More than 9 in 10 asset managers believe that annuity products carry a negative connotation, according to the latest retirement research from Cerulli Associates, including nearly 1 in 5 who strongly hold this view.
This figure has grown significantly from the 79% reported in 2019, despite a growing stable of research demonstrating the positive impact that partial annuitization can have on retirement income strategies. While the “strongly agree” camp declined from 24% to 19%, the negative perspective has nonetheless increased, indicating that more asset managers now recognize the persistence of this stigma.
“Annuities continue to face perception issues due to high fees, complexity, lack of transparency, and concerns about insurer solvency, all of which deter [investors],” Idin Eftekhari, senior analyst, said in a statement.
As Eftekhari observed, the tradeoff between liquidity and a guaranteed income stream is unappealing for many participants.
“While annuities provide predictable payments, they do so at the cost of limiting a participant’s access to capital,” he noted.
Cerulli’s report also points to growing uncertainty and divergence in opinions regarding the necessity of guaranteed income in retirement solutions among asset managers themselves.
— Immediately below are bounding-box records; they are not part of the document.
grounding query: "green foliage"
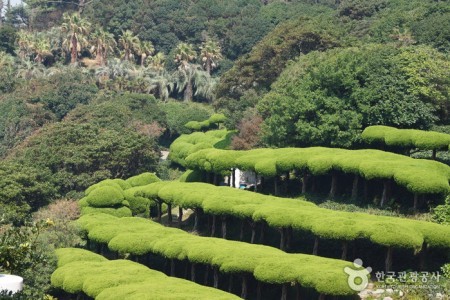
[81,206,133,218]
[217,14,339,101]
[0,26,17,55]
[170,131,450,195]
[86,0,312,59]
[6,122,158,194]
[78,214,354,295]
[33,69,98,120]
[432,197,450,225]
[86,186,125,207]
[169,130,233,166]
[67,93,165,131]
[135,182,450,250]
[0,221,56,299]
[179,170,204,182]
[258,45,450,147]
[159,101,212,137]
[126,172,161,187]
[184,114,227,131]
[51,248,238,300]
[0,162,57,211]
[361,126,450,150]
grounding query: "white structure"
[228,169,261,188]
[0,274,23,294]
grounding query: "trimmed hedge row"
[78,213,355,295]
[51,248,239,300]
[183,146,450,195]
[184,114,227,131]
[361,125,450,150]
[136,182,450,250]
[79,172,161,217]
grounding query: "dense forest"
[0,0,450,299]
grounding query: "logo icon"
[344,258,372,292]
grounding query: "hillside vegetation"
[0,0,450,299]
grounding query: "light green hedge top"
[136,182,450,250]
[51,248,239,300]
[125,172,161,187]
[86,186,125,207]
[182,147,450,195]
[79,215,355,295]
[361,125,450,150]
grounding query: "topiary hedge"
[185,147,450,195]
[170,131,450,199]
[136,182,450,250]
[125,172,161,186]
[79,172,161,217]
[78,214,355,295]
[51,248,239,300]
In 2019, 42% of asset managers believed that an effective in-plan retirement income solution must include a guaranteed component. This figure now stands at 37%, and the neutral stance has increased from 18% to 25%.
General disagreement, though, remained relatively consistent, measuring in at 39% in 2019 versus 38% in 2024.
The combination of findings, according to Eftekhari, has important implications for retirement savers, employers, asset managers, financial advisors and retirement plan recordkeepers. For all parties, recognizing varying preferences will be crucial in designing effective retirement strategies.
Those who have a negative view of annuities tend to see target-date funds, managed payout funds and dynamic withdrawal frameworks as viable alternatives to annuitization. These approaches allow participants to maintain growth exposure while implementing systematic withdrawal methodologies tailored to their spending needs.
On the other hand, the tradeoff between liquidity and security is appealing for some, as the guaranteed payments help reduce anxiety about market fluctuations and longevity risk.
“While some participants prioritize liquidity and growth potential, others place more value on the peace of mind provided by a guaranteed income stream,” Eftekhari concluded. “These individuals are comfortable with dedicating a portion of their retirement assets to an annuity, ensuring a predictable cash flow to cover essential expenses.”